Ce n’est pas la voie qu’a suivie le capitalisme mondial de sorte que Keynes a été conduit à recommander en 1936 « l’euthanasie du rentier ». [2] Dans une économie de marchés financiers, un titre de créance crée pour celui qui la détient le droit de percevoir des intérêts de façon régulière ; il met le débiteur dans l’obligation de les payer et le place aussi dans une situation de dépendance associée à la notion de faute, particulièrement forte dans les pays à culture protestante dont l’Allemagne. [3] La Grèce en a souffert de façon particulièrement forte en 2012, l’Allemagne jouant un rôle majeur dans les décisions de la Troïka.

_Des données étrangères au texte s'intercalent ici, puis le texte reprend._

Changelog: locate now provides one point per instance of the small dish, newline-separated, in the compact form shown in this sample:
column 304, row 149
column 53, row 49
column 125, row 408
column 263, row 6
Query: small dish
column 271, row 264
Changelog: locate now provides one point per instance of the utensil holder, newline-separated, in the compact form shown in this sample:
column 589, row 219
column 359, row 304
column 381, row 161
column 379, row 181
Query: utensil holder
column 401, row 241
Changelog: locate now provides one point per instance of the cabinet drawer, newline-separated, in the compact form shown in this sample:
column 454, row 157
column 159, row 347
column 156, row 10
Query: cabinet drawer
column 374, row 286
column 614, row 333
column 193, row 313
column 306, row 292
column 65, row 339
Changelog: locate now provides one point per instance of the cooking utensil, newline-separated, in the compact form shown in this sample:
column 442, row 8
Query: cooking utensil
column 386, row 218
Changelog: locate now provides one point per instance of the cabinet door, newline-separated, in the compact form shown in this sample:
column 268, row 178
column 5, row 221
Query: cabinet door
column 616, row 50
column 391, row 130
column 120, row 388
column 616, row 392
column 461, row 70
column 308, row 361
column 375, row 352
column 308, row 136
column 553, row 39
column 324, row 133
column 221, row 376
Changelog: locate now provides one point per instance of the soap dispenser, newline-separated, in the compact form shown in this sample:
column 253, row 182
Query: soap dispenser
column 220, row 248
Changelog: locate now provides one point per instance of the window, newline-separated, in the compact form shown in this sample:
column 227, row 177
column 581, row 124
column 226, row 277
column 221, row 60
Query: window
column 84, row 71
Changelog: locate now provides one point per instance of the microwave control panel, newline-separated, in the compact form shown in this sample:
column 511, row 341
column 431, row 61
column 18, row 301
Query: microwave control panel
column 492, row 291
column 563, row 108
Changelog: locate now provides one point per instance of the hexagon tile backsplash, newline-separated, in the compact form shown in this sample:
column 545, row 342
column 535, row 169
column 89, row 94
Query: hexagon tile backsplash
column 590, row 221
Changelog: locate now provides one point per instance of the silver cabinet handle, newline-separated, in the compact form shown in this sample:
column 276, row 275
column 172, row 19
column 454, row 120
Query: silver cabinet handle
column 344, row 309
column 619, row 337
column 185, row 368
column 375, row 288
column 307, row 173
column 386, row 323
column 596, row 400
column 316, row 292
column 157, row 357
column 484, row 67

Dans le cas des pays semi-coloniaux, dits autrefois pays du Tiers Monde et aujourd’hui « pays en développement », les pays débiteurs ont été soumis depuis les années 1985-1990 à la fois à une ingérence des prêteurs dans leurs affaires que les fonds de placement financiers ont déléguée pour partie au FMI et à la Banque mondiale (le Consensus de Washington de 1990 avec ses dix préceptes) et à la menace de fuites des capitaux lorsque les fonds d’investissement prenaient peur. Même avant la pandémie, de nombreux pays en développement avaient du mal à rembourser leurs dettes malgré les taux d’intérêt historiquement bas. Le Financial Times du 6 avril 2020 rapporte que le montant de leur dette s’est accru en 2018-début 2019 en raison notamment « de l’ouverture du marché des euro-obligations à des dizaines de pays tandis que les investisseurs internationaux se lançaient toujours plus désespérément dans la recherche de rendements ». Très tôt dans la progression de la pandémie, avant même que la récession n’ait commencé, ces investisseurs ont pris peur et se sont engagés collectivement (par mimétisme) dans un mouvement spectaculaire de fuite de capitaux.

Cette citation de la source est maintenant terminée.